La société, qui contestait le montant de la cotisation, saisit le Tribunal du travail francophone de Bruxelles le 19 mars 2013.

Intervint en cours de procédure l’arrêté royal du 27 mai 2014, qui permettait d’obtenir une réduction de la cotisation, cet arrêté modifiant celui du 30 décembre 1976 portant exécution de certaines dispositions de l’article 59quater de la loi. Il y ajouta un article 8ter précisant les cas dans lesquels le Fonds (FEDRIS) peut accorder la réduction de la cotisation, à savoir les cas dignes d’intérêt, dont les types étaient listés. Il s’agit des hypothèses où (i) le défaut d’assurance n’est pas imputable à une faute ou à une négligence de l’employeur ou résulte de circonstances exceptionnelles, (ii) le montant réclamé est excessif par rapport à la gravité de l’infraction et (iii) la réduction se justifie exceptionnellement pour des raisons impérieuses d’intérêt économique fédéral ou régional.

Une demande de réduction fut introduite par la société, celle-ci payant 10% du montant dû en principal. Une décision fut prise par le Comité de gestion, accordant une réduction de 50% au motif que le montant de la cotisation d’affiliation d’office était disproportionné par rapport à la gravité de l’infraction. La société paya sous toutes réserves et sans reconnaissance préjudiciable.

La procédure suivit cependant son cours, le tribunal statuant par jugement du 21 mai 2019, qui débouta la société.

Celle-ci interjeta appel.

La décision de la cour

La cour reprend en premier lieu l’évolution du cadre légal, procédant à une comparaison des textes successifs. L’arrêté royal du 21 décembre 1971 portant exécution de certaines dispositions de la loi du 10 avril 1971 sur les accidents du travail contenait initialement le texte réglant la matière (article 59). Il fut remplacé par l’arrêté royal du 10 décembre 1987 portant exécution de certaines dispositions de l’arrêté royal n° 530 du 31 mars 1987 (article 36).

La cour relève que des modifications de fond ont été apportées à ce moment quant au délai de paiement, au montant minimum et aux conditions d’application de la cotisation. Elle fait un tableau synoptique de l’évolution des textes, une dernière modification ayant été apportée par un arrêté royal du 10 novembre 2001. Elle reprend également les règles en matière de renonciation au recouvrement.

La question posée concerne plus particulièrement le fondement réglementaire. La société conteste la légalité de l’article 36 de l’arrêté royal du 10 décembre 1987, au motif de l’absence d’avis préalable de la section de législation du Conseil d’Etat, et, en conséquence, de la décision elle-même. Elle demande l’écartement de cette disposition sur pied de l’article 159 de la Constitution.

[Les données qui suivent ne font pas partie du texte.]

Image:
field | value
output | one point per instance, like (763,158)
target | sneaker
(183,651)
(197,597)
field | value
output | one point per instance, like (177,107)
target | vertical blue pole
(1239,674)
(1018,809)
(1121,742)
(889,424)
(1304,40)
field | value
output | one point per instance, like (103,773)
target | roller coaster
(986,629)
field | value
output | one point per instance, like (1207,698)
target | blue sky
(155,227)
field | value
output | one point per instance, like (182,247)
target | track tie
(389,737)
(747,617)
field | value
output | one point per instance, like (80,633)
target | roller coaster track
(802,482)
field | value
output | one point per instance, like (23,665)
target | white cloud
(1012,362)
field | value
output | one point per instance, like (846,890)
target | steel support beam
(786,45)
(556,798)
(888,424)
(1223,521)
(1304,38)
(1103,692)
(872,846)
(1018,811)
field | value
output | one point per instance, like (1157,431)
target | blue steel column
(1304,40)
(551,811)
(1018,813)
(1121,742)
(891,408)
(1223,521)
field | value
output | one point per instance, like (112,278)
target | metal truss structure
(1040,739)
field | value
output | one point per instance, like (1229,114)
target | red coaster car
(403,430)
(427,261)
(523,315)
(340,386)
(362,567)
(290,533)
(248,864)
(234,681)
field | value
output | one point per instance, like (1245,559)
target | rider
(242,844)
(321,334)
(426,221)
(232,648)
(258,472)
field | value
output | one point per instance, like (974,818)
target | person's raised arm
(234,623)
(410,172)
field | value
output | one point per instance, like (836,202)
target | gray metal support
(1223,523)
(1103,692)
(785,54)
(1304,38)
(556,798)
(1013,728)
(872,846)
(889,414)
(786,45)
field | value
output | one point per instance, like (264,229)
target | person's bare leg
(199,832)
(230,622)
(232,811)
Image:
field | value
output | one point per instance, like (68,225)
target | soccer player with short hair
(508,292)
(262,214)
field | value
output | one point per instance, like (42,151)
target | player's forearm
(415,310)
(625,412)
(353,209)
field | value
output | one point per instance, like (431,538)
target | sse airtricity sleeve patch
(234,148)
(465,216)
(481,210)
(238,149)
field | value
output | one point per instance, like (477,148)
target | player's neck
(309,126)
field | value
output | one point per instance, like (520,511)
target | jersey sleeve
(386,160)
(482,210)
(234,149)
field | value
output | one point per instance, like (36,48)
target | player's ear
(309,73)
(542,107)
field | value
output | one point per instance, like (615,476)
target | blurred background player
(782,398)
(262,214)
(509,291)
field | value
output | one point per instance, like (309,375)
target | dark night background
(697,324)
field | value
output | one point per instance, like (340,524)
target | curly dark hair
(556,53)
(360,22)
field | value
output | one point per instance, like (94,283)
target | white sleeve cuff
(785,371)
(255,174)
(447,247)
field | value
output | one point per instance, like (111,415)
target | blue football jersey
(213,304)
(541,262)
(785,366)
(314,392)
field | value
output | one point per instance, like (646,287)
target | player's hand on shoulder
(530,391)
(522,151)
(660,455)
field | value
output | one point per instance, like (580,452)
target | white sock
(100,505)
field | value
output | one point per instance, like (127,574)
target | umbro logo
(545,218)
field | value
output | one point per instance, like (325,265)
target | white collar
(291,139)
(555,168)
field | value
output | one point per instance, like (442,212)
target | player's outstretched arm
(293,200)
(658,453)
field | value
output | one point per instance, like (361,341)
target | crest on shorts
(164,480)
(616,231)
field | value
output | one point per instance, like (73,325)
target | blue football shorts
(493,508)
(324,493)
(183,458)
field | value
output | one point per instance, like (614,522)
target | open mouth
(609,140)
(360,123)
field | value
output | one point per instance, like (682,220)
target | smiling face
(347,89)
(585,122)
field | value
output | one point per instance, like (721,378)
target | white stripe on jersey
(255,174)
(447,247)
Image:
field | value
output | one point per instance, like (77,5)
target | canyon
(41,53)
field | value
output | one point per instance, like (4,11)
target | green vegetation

La cour examine, ainsi, la légalité de cette disposition. Elle souligne que le fait de soumettre un acte de nature réglementaire à l’avis de la section de législation du Conseil d’Etat constitue une formalité substantielle d’ordre public qui conditionne la légalité de l’acte. Elle examine les hypothèses dans lesquelles il peut y avoir urgence permettant de dispenser de l’avis préalable de la section de législation, rappelant à cet égard que, s’il appartient aux ministres d’apprécier cette urgence, il incombe aux cours et tribunaux, conformément à l’article 159 de la Constitution, d’examiner si, en se dispensant de solliciter l’avis du Conseil d’Etat, les ministres n’ont pas excédé leur pouvoir en méconnaissance de la notion légale de l’urgence.

Le juge va dès lors vérifier non seulement les irrégularités manifestes, mais plus globalement encore la légalité interne et la légalité externe de tout acte administratif sur lequel est fondée une demande, une défense ou encore une exception.

La cour examine l’urgence invoquée en préambule de l’arrêté, à savoir que « pour l’exécution pratique des nouvelles dispositions légales prévues par l’arrêté royal n° 530 du 31 mars 1987, les dispositions administratives nécessaires doivent être prises d’urgence, tant par les assureurs agréés que par le Fonds des Accidents du Travail ».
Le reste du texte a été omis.